One of Marker’s defining works about time and memory, this is an experimental documentary of the highest order, capturing the wonder and bizarreness of human cultures and existence amid technological change. 

Rating: 5 out of 5.

Review #2,551

Dir. Chris Marker
1983 | France | Documentary/Experimental | 99 min | 1.66:1 | French & Japanese
M18 (passed clean) for sexual scene and nudity

Plot: A woman narrates the thoughts of a world traveller, meditations on time and memory expressed in words and images from places as far-flung as Japan, Guinea-Bissau, Iceland, and San Francisco.
Awards: OCIC Award – Honorable Mention (Berlinale)
Source: Argos Films

Accessibility Index
Subject Matter: Slightly Abstract – Time, Memory, Technological Change, Modernity, etc.
Narrative Style: Slightly Complex/Experimental
Pace: Normal
Audience Type: Niche Arthouse

Viewed: MUBI
Spoilers: No

There is a segment in Sans Soleil where director Chris Marker juxtaposed shots of Japanese commuters trying to stay awake on the train with shots of frightening, surreal or erotic imagery.  It is probably my favourite part of this incredible work, which is one of Marker’s defining films about time and memory. 
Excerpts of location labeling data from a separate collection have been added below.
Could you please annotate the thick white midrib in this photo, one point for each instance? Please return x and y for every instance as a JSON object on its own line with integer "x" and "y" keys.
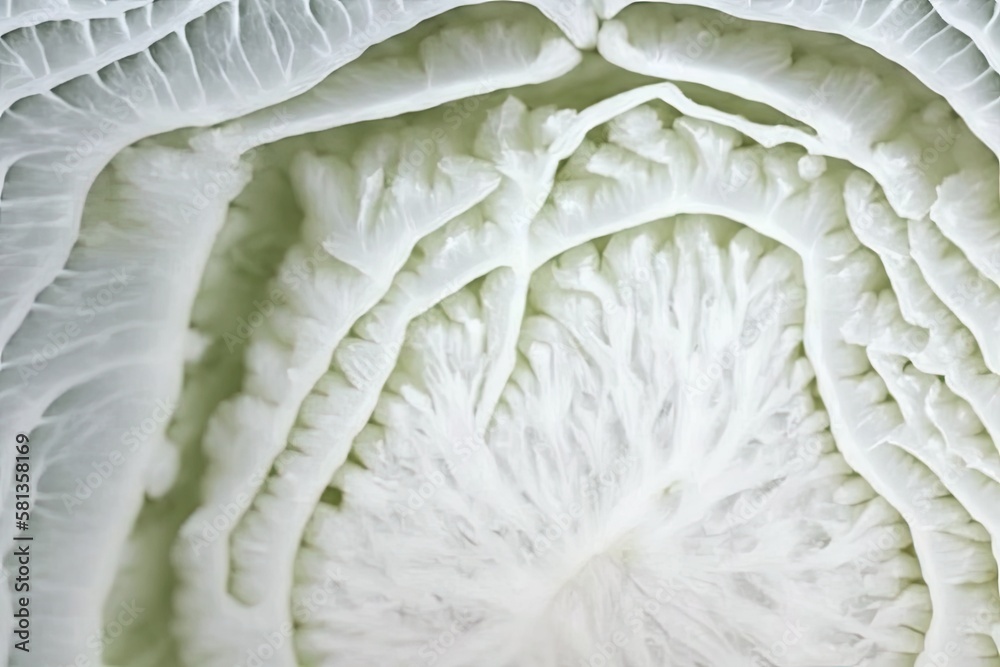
{"x": 259, "y": 125}
{"x": 630, "y": 56}
{"x": 137, "y": 43}
{"x": 806, "y": 18}
{"x": 66, "y": 12}
{"x": 284, "y": 418}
Sans Soleil largely focuses on people and things in Japan, but there are also sights and sounds of Guinea-Bissau in West Africa, and elsewhere.  It is a peculiar piece, an experimental documentary of the highest order as Marker serves us a pulsating feature-length montage of stock footage, scenes from films and commercials as well as footage shot by the filmmaker himself. 

The narrator tells of a world traveller, but the person might as well be a visiting alien from outer space that happened to time travel to the ‘80s, mesmerised and befuddled by the wonder and bizarreness of human cultures and existence amid rapid and widespread technological change. 

“Memory is to me what history is to the others: an impossibility.”

In a way, Marker was far ahead of his time, yet Sans Soleil was also a product of its time, particularly in its use of synth music (there is a moment where he used an excerpt from the first track of Kitaro’s 1979 album, ‘Full Moon Story’, which of course delighted the fanboy in me) as well as footage being colourised, modified and manipulated into abstract patterns and rhythms. 

As an essay film, Sans Soleil has rarely been equalled and still is undecipherable.  I would like to think of it as a free-form exploration of the chaos of the human experience vis-à-vis the natural and urban surroundings, and as grounded by increasing subservience to technology and automation. 

At the same time, culture and media provide solace and continuity.  In other words, it’s about past, present and future, all at once—or as many critics have put it, a perfect example of what ‘a stream of consciousness’ might look and sound like.